I woke up just before dawn one morning in late September, still on my computer.
In six months, I had managed to pull an all-nighter, my fourth or fifth.
I went to bed and set my alarm for two hours as the sky started to lighten, and then I got up again to meet the noon deadline.
I had worked most of the last 24 hours and most of the last six weeks by then. The crash was more of a rough stop when it finally came.
My hands froze on the keyboard around 11:30 a.m.: I literally couldn’t type another letter. It was a shockingly physical sensation to try to pick myself up.
I stepped on a pedal that had taken me this far—and realized, with increasing desperation, that the tank was dry with bones.
Failure felt like closing my laptop. I’ve always enjoyed working.
My work as a journalist permeates my life in ways that are very rewarding but also destructive: I have burnt out three times in 10 years because I have taken on so much and have not needed support.
By making plans away from my screen, I learned to safeguard myself from these impulses. Job grew rapidly to fill the holes – partly because little else was meaningful to do, and partly because I was worried that each role would be my last when my colleagues were laid off and budgets were dwindling.
I said yes to anything I was asked, and I was motivated to do more.
When friends voiced doubts or I got discouraged, my motto was, “The only way out is through.” But there were signs that I was on a collision course: my friend and her partner, a doctor, came over for dinner when the lockdown was lifted.
I made a joke about my lack of sleep and the fact that once they were gone, I had one more story to finish. What is the worst thing, I said flippantly, that can happen. “Well – cancer,” he said. I’m sure if I had just told them I was having trouble, my editors would have happily extended my deadlines.
It’s telling how little I grasped the definition of “self-care” that my only compromises were shallow and consumerist – and what a disservice I was doing to myself. I left my apartment one day with the express intention of buying a scented candle — I don’t know where it came from.
Any attempt at balance was overwhelmed by impending deadlines: before a massage appointment, I hurried to finish a post, only to spend the hour trembling with anxiety about how much I had left to do.
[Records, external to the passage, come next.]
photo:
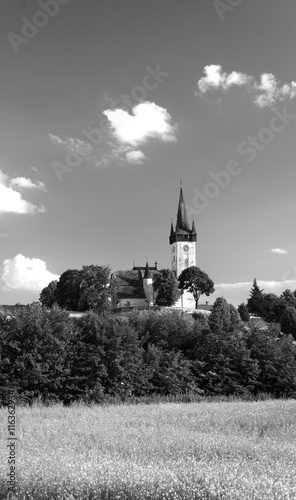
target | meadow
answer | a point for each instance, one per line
(208, 450)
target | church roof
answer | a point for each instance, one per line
(182, 217)
(147, 274)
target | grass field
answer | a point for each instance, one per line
(234, 450)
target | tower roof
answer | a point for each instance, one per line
(182, 217)
(147, 274)
(193, 231)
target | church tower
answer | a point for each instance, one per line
(182, 240)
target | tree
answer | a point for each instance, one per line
(165, 284)
(243, 312)
(289, 298)
(219, 319)
(235, 320)
(256, 298)
(196, 282)
(48, 296)
(68, 289)
(94, 293)
(33, 347)
(288, 321)
(275, 354)
(272, 307)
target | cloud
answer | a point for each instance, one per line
(235, 293)
(279, 250)
(24, 183)
(216, 79)
(22, 273)
(11, 201)
(266, 92)
(147, 121)
(136, 157)
(83, 148)
(57, 140)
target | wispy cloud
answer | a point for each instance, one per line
(147, 121)
(22, 273)
(136, 157)
(26, 183)
(11, 200)
(279, 250)
(267, 91)
(236, 293)
(82, 147)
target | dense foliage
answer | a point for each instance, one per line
(46, 354)
(79, 290)
(196, 282)
(165, 284)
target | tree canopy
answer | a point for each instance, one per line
(165, 284)
(196, 282)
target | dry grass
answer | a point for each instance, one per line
(236, 450)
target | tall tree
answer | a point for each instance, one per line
(48, 296)
(288, 321)
(196, 282)
(219, 319)
(244, 312)
(289, 297)
(68, 289)
(94, 292)
(165, 284)
(255, 299)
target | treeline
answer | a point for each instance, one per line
(46, 354)
(272, 308)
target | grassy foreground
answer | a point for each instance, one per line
(234, 450)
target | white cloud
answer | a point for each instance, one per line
(235, 293)
(267, 91)
(136, 157)
(147, 121)
(25, 183)
(11, 201)
(83, 148)
(217, 79)
(22, 273)
(279, 250)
Although I can laugh now, it is reflective of my lack of perspective that it was absolutely self-imposed the 12 o’clock deadline I eventually gave up trying to meet; and the piece was a 15-year retrospective on Twilight.
If job addiction was true, as indicated by my desperate Googling that day, this was probably rock bottom.
But for the first time in my history of burnout, there was a steep center of clarity and even resolve, along with the usual fear, fatigue, misery and self-loathing: I no longer wanted to live like this. My breakthrough came when I asked a counselor about self-compassion.
“She stated that by leaning more heavily on the “push” system of their brain, which regulates output and acquisition, some people react to feeling overwhelmed, nervous, or powerless, which ironically activates the “danger” system further. The psychologist said the way to break the cycle was to train the “calming” mechanism to intervene with self-compassion: it just made it worse to deny that you were suffering. I share my story not because it’s exceptional, but because I’m sure it’s not.
Many individuals work to trivialize very real misery in their own jails because it is not life or death and it is worse for others. We don’t really speak about individual experiences with it with all the burnout debate on a social level-perhaps because it seems self-indulgent or shameful. Anyway, it seemed a little absurd to me that I might burn out at home while I had full control of my schedule and was doing a very unimportant job.
However, as I continued to pursue Prof. Paul Gilbert’s compassion-focused therapy, an unexpected connection arose between my unhealthy relationship with work and sociology.